1920s Harmony-made 8" Resonator Banjo Uke





This is a customer's petite treat and I'm pretty certain it was made by Harmony (though it's unbranded) in the mid-to-late 1920s. It has a rarer set of features that a vaudevillian, vintage-cheese uke fanatic might crave -- a larger 8" rim, full-size resonator, and longer 14" soprano scale. It came minus a head, tonering, bridge, and nut. It also came with an old, not-matched-up repair to the heel.

Work included installing a new Remo Renaissance synthetic head (something you can only really do on 8" rims as uke-size synthetic heads are not standard-issue), recutting the heel cutout shape to fit it, a fret level/dress, new bone nut, new ebony/maple bridge, tonering replacement, general cleaning, tuning peg swap-out, and a good setup with fluorocarbon strings. It plays perfectly with 1/16" action at the 12th fret and has a loud, poppy, direct voice that will easily soar over an average acoustic jam.

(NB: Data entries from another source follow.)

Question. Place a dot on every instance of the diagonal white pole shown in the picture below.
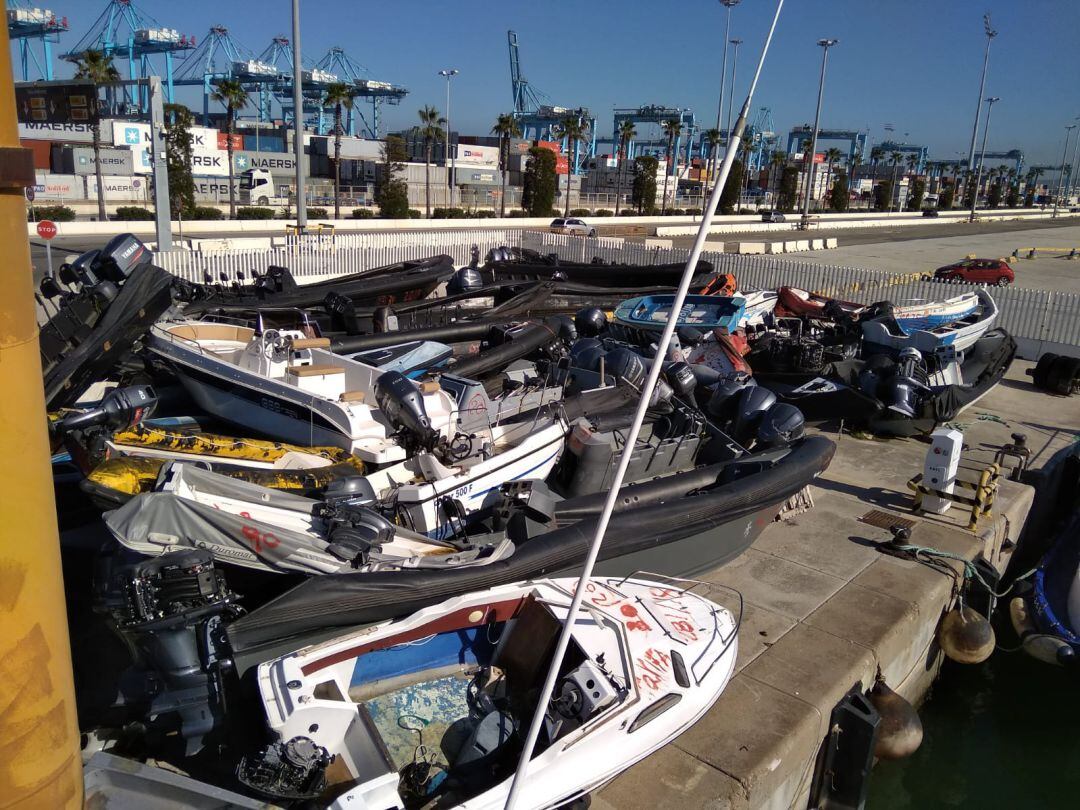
(631, 441)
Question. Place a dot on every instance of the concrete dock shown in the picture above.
(825, 609)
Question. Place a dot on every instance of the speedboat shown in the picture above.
(955, 324)
(431, 710)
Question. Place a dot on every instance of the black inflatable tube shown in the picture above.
(534, 336)
(451, 334)
(347, 599)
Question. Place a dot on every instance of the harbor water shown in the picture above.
(999, 734)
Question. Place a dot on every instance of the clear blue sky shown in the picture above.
(909, 63)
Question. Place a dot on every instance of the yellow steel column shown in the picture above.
(40, 765)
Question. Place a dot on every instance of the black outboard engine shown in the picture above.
(466, 280)
(750, 408)
(680, 378)
(780, 426)
(119, 257)
(903, 392)
(170, 611)
(121, 408)
(590, 322)
(294, 769)
(402, 404)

This is the first time I've had the pleasure of using a Renaissance head on a jo-uke and I'm very pleased with it.


While the neck is mahogany, the fretboard is "ebonized" maple and is bound with black celluloid at its edges. This is typical of nicer-grade Harmony ukes from the '20s. I added the side dots, though the pearl face dots were there to begin-with.


The celluloid "mother of toilet seat" veneer is pretty hip.


Due to the translucent nature of the head, you can see the "tonering" I've installed to replace a missing original. What you can't quite see is that it's actually a parts-bin electric bass low E string that I've trimmed to fit!

Because of the flexible nature, it was a lot faster to fit nicely to the rim than bending brass hoops and -- guess what? -- it sounds great. I was totally surprised that it'd work. I used it on a lark and left it on after hearing it.


The new bridge is a 5/8" one that I've sanded-down to about 9/16" via shaving the feet -- which gives it a more-vintage look, too.



While the neck and rim veneer look like mahogany, the back of the resonator sure looks a bit like walnut veneer. I love the extra "pinstriping" inlay.


The original bakelite pegs that came with the uke were identical to these, but this set from my parts-bin is in much-better shape. I stowed my customer's original set in the case for the uke to use as spare parts if any of these should wear-out.


In this picture you can see the old repair to the cracked heel. I wasn't satisfied with leaving it as-is so I countersunk a screw in the heel to give it a bit more insurance. You can't see that, however, as it's under the resonator.




All the hardware is heavy-duty and rugged and it's also all-original.



One thing that I like about these simple tailpieces is that you can stuff some muting-foam under the cover to silence the string-afterlength behind the bridge -- as I've done on this fella.

Comments

Andy said…
The banjo uke came from a friend of mine who lives in Seattle. It was his uncle's. It laid around my house for a number of years until Rik and Marianne did my wife a huge favor by rebinding her gramma's old prayer book. The kind of job you did on this banjer, they did on the prayer book. I am totally happy about all of it.